A aposta excessiva no turismo tem um impacto devastador no ordenamento do território, tal como o tem o uso excessivo de energias renováveis, sem segurança de fontes não intermitentes, ou a aceitação de enormes centros de dados, que irão consumir energia e água em quantidades que podem comprometer a segurança e o conforto das populações, sacrificadas em prol da obtenção de lucros rápidos.
As extensas áreas, algumas florestais, onde se pretende implementar paineis solares, em quantidades absurdas, representando um modelo de negócio que sacrifica tudo ao imediatismo, representa um perigo, não apenas pela aposta excessiva em energias intermitentes, mas por compromenter outras actividades económicas, expulsando residentes, empurrados para as grandes cidades, onde viverão em condições miseráveis, e facilitando o avanço das chamas, caso surja um foco de incêndio.

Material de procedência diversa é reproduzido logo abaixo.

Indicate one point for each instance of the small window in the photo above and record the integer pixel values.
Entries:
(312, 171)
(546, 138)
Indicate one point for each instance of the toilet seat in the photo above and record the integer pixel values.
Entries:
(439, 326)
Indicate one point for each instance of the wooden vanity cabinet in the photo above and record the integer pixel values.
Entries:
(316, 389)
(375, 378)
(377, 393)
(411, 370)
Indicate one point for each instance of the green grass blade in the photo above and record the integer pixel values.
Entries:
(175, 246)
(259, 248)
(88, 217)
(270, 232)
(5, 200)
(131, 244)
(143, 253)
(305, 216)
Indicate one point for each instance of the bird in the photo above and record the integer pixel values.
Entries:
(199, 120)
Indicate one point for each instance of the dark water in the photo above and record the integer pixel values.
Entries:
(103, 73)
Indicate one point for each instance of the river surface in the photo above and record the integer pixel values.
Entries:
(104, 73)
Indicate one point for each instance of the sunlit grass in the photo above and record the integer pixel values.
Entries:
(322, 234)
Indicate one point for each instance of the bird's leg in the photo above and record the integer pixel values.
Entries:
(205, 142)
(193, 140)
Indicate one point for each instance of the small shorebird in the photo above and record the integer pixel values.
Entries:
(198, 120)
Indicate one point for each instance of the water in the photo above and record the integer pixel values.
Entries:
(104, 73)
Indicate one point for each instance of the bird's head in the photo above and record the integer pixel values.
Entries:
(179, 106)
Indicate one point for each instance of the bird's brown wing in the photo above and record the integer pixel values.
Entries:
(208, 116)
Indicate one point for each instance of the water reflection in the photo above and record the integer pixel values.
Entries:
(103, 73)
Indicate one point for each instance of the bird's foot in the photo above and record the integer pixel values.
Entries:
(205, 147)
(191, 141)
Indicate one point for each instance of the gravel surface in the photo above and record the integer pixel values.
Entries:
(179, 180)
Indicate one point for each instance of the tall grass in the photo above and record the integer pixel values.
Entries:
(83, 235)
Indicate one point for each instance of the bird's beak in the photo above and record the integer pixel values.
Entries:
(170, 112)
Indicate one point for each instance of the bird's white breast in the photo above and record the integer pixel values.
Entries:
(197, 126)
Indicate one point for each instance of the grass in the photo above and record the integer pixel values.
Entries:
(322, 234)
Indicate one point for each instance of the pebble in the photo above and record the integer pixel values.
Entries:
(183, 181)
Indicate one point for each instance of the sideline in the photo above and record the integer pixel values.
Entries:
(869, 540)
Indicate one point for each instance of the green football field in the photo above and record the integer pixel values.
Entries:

Desde há anos que afirmamos que não existem soluções conjunturais para problemas estruturais, e que a problemática dos fogos floretais, seja na origem, seja nas consequências, passam por uma alteração profunda a nível do ordenamento do território, o que passa por reestruturar um País que cada vez se transforma mais numa estreita faixa no Litoral, onde tudo se concentra, abandonando grande parte do território, e os seus cada vez mais escassos habitantes, à sua sorte, esquecendo que, no final, todos partilharemos o mesmo destino.